1932.2RUSURE::EDPAlways mount a scratch monkey.Wed Feb 01 1995 11:4142
    Re .0:
    
    Gee, do you suppose "e" and "d" stand for "encode" and "decode"?
    
    Modular multiplicative inverses are easily found with an extension of
    Euclid's algorithm for finding the greatest common divisor.
    
    Let a = (n, 0) and let b = (e, 1).  These are vectors of two elements,
    and the arithmetic we do with them will be element-by-element.  Thus,
    multiplying the vector (j, k) by (m, n) results in (j*m, k*n).  Also, I
    will use a[0] and a[1] to indicate the individual elements in a.
    
    Do
    	Let q = a[0] / b[0].	(Take the integer part of the quotient;
    				discard any fraction.) 
    	Let c = a - q*b.	(Multiply each element in b by q and
    				subtract them from a's elements.)
    	Let a = b.
    	Let b = c.
    while b[0] != 0.
    
    When this loop is done, a[0] will contain the greatest common divisor
    of n and e, and a[1] will contain the multiplicative inverse of e
    modulo n.  To see this, observe that for the initial vectors put into a
    and b, the following property is true:
    
    	a[0] is congruent to a[1]*e, modulo n.
    
    With some algebra, you can show that whenever this property is true for
    a and b, it is true for the c calculated in the loop, so it is true for
    all vectors the loop calculates.  So at the end, where a[0] is 1 if n
    and e are relatively prime, a[1]*e is congruent to 1.  Note that a[1]
    may be negative.
    
    You can find source code for this algorithm in the PGP kit.
    
    
    				-- edp
    
    
Public key fingerprint:  8e ad 63 61 ba 0c 26 86  32 0a 7d 28 db e7 6f 75
To find PGP, read note 2688.4 in Humane::IBMPC_Shareware.
1932.3IOSG::TEFNUT::carlinDick Carlin IOSG ReadingWed Feb 01 1995 12:3611
Like edp, my first reaction was to suggest using Euclid to simultaneously 
find the gcd and solve the problem if the gcd is 1.

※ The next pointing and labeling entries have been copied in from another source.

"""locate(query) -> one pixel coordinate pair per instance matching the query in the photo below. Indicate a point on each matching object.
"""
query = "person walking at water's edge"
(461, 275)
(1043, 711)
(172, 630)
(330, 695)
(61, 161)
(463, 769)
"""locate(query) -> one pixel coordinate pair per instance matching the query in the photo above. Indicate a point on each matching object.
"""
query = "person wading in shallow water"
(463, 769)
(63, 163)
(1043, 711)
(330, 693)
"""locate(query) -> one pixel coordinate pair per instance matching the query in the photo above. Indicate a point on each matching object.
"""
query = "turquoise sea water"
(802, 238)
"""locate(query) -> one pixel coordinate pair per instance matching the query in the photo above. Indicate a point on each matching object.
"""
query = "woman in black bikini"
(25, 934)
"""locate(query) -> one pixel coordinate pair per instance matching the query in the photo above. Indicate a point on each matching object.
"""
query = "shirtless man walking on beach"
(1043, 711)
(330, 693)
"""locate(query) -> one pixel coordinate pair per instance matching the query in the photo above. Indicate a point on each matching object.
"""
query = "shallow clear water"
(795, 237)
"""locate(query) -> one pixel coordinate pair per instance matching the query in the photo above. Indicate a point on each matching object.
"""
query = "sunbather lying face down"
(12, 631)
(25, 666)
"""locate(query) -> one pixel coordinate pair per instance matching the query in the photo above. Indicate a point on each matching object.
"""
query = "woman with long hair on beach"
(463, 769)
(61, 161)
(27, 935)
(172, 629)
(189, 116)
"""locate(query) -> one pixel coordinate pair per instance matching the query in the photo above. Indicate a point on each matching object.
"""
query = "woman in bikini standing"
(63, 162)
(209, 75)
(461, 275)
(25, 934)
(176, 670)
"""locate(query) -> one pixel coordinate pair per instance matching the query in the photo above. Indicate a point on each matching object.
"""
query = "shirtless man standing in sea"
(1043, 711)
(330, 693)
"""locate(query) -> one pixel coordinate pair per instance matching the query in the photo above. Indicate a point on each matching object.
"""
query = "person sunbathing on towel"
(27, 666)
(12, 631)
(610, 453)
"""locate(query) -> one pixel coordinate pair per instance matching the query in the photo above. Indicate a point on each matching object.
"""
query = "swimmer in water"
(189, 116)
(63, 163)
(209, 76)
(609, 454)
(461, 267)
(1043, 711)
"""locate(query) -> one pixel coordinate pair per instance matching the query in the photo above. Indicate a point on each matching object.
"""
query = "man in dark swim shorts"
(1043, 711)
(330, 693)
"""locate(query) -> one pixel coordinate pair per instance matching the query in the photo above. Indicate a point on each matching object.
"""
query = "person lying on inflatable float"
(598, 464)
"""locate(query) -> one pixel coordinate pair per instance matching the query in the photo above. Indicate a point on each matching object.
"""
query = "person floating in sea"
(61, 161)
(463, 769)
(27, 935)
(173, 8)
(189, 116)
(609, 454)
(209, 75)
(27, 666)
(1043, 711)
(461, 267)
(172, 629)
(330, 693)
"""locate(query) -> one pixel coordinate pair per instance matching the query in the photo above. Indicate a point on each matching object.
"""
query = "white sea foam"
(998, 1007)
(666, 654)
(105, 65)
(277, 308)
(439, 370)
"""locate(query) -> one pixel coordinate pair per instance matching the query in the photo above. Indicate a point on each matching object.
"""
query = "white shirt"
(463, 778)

But then I wondered if this was the "brute force" approach that you already 
discounted; all those divides and multiplies. If so, then have you looked at 
Knuth(Motto: there's always a quicker way)'s "Seminumerical Methods", half of 
which seems to be devoted to the performance etc of Euclid?

Dick

With apologies to Dave Barry
1932.4Euclid and Associates?THOLIN::TBAKERThe Spirit of ApathyWed Feb 01 1995 15:3120
>    Gee, do you suppose "e" and "d" stand for "encode" and "decode"?

    A lucky guess :-)

    Well, I typed in the algorithm and it worked for one set of numbers
    but for the next 3 sets, a1 came out negative.... until I added it to
    the orginal a0 and everyone was happy again.

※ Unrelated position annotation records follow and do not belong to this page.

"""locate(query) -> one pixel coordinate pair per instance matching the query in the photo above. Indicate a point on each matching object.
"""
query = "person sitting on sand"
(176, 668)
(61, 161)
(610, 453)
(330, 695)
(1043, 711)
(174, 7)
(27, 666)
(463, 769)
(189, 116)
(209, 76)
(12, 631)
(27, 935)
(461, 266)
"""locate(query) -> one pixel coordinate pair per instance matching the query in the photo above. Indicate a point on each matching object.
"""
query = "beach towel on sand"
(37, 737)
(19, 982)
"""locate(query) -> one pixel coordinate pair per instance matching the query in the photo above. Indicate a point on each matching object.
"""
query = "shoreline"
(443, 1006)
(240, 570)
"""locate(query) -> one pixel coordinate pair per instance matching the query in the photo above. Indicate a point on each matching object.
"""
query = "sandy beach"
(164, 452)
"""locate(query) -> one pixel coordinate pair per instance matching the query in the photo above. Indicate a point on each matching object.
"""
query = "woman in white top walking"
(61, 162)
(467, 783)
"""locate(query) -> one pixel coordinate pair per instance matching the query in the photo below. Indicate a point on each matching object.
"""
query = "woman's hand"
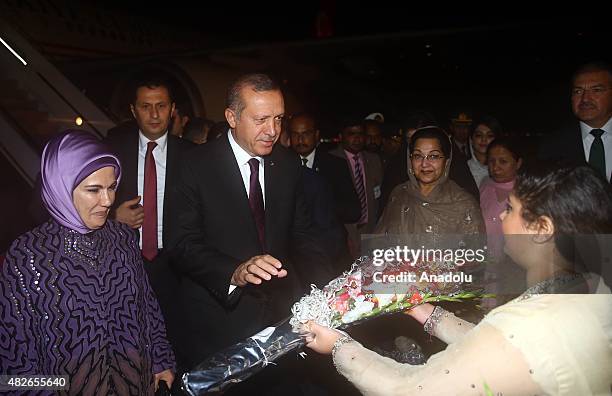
(320, 338)
(166, 375)
(421, 312)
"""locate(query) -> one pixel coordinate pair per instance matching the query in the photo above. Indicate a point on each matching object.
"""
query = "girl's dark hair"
(509, 144)
(432, 132)
(577, 200)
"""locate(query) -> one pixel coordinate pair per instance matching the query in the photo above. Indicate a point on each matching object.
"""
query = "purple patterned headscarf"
(67, 160)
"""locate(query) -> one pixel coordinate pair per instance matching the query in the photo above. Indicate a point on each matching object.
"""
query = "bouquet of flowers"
(362, 293)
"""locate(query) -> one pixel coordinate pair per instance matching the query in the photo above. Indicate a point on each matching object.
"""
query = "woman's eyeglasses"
(428, 157)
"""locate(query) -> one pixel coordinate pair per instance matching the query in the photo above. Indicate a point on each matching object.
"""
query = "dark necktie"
(149, 202)
(256, 201)
(361, 193)
(597, 156)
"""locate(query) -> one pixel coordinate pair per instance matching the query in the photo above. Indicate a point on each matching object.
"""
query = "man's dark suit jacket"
(213, 232)
(565, 146)
(336, 172)
(124, 144)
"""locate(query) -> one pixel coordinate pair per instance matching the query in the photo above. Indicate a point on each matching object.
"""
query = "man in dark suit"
(328, 188)
(143, 200)
(241, 219)
(305, 137)
(591, 140)
(367, 174)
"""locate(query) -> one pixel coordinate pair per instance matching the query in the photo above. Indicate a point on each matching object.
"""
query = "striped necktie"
(597, 155)
(361, 193)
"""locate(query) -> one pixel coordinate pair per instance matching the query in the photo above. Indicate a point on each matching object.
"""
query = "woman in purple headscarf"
(74, 296)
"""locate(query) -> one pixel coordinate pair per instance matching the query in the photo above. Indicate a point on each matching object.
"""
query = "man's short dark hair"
(150, 79)
(258, 82)
(591, 67)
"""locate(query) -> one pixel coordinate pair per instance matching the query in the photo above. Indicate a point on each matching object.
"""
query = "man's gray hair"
(258, 82)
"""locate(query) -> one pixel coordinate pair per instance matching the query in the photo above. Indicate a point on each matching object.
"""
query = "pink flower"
(416, 298)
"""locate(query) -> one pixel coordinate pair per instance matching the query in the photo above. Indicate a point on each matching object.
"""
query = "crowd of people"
(176, 237)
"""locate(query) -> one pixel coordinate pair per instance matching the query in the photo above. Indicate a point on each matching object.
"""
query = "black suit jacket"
(213, 232)
(124, 144)
(337, 174)
(565, 145)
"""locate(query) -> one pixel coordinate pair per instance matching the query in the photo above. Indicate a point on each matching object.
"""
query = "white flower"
(384, 299)
(361, 307)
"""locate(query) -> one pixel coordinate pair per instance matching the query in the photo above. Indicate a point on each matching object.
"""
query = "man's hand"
(257, 269)
(130, 213)
(166, 375)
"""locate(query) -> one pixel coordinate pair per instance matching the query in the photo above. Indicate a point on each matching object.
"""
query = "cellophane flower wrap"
(369, 290)
(353, 297)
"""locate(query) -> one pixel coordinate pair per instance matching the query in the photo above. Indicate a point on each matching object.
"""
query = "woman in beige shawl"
(430, 203)
(539, 343)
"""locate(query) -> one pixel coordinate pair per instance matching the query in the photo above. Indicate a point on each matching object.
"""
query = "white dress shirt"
(606, 137)
(242, 159)
(160, 153)
(309, 158)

    Thank you, edp.  May your monkey sleep peacefully forevermore.

    BTW: Does Euclid charge royalties?				:-)

    And, Dick, when I referred to brute force I meant raising n
    by one and finding some number d such that d*e > n and then
    check the remainder to see if it was 1.  If not, raise n again
    and repeat.  For large numbers that would be a *lot* of calculations.
    The algorithm edp typed in was exactly what I was looking for.

    Thank you,
    Tom